Unfortunately for some reason I just could not fall asleep last night.  It was somewhere between 4-5am when I finally drifted off.  So I had to change my plans and not go.

This means I will end the year at 1774, 25 points below where I began it at 1799.

However, aside from the rating, I feel like this was a solid year for me.  I can tell by the way I’m analyzing and annotating games that my understanding has increased quite a bit.

While I haven’t been as consistent as I would have liked to be, I have been putting in a reasonable amount of work.  I have been putting in at least an hour, typically closer to 90 minutes, around five times a week.  This is in addition to solving tactics on my phone and watching broadcasts of strong events where I analyze and play some guess the move.

For the past week I’ve been working extremely hard since I had some time off.  So for the past seven days I’ve been putting in more like 5-7 hours a day.  That will continue through Monday, and then I go back to work Tuesday.

I’ve been trying to vary the work a bit, but include a lot of solving.  Tactics, Yusupov, Aagaard, etc.

I’ve also been working fairly hard (relative for me) on my openings.  While I am not, and never will, work on memorizing for the sake of memorizing, I have been working on learning more theory and figuring out how it applies to the plans in the positions I play.

I am also narrowing my repertoire with the idea that I will learn my openings deeper this way.

All in all I feel like I had a solid year as a player.  There are certain things that I don’t think that I did enough which I believe impacted the rating, but I will discuss those in my 2018 preview post, coming up next!

Til Next Time,

Chris Wainscott

One thought on “Year End Wrap Up”

  1. “However, aside from the rating, I feel like this was a solid year for me. I can tell by the way I’m analyzing and annotating games that my understanding has increased quite a bit.”

    On the one hand, your goal is to achieve a 2200 rating as if rating means something.

    I absolutely agree that rating means something!

    On the other hand, when year after year your rating is in the 1700s, you insist that the rating doesn’t mean anything, that you really are getting better, despite the rating staying about the same.

    And the fact(?) that you just know you are getting better, justifies you sticking with some of the stuff you have been doing for years, like going over Grandmaster games and solving tactical puzzles.

    They say, if it ain’t broke, don’t fix it.

    On the other hand they say, don’t stand pat on a losing hand.

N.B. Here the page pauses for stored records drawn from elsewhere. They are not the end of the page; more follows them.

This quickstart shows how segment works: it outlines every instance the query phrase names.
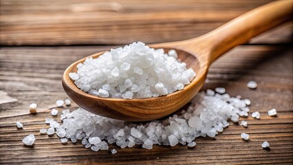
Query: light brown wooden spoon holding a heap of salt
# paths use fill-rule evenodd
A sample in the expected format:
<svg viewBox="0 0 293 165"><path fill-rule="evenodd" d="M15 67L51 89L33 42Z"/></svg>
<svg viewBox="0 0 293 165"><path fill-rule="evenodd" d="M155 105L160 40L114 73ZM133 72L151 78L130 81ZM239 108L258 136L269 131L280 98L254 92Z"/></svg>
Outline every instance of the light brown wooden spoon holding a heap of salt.
<svg viewBox="0 0 293 165"><path fill-rule="evenodd" d="M179 58L192 67L197 76L183 90L158 98L116 99L100 98L87 94L69 78L76 72L76 65L85 58L70 65L63 75L63 87L67 95L80 107L109 118L129 121L147 121L162 118L177 111L189 102L204 85L208 68L216 58L236 45L246 43L250 38L268 30L292 17L292 0L275 1L251 10L221 27L195 39L172 43L150 45L153 48L174 49ZM97 58L104 52L91 55Z"/></svg>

    Also, they say, the definition of insanity is to keep doing the same thing but expect a different result.

    An example from myself, I had a Chicago Open where I was Black 4 of the 7 games, and all 4 of my White opponents started with 1.d4.

    Then my next tournament I was Black 2 of the first 3 rounds and both of my White opponents opened with 1.d4.

    So in a 10 game stretch I was Black 6 times and all 6 of my opponents started with 1.d4.

    Although I was the lower rated player in all 6 games, I was not satisfied with my result of just 3 Draws and 3 losses.

    Was my defense to 1.d4 broke? Yes!

    Did I stand pat on a losing hand? Nope!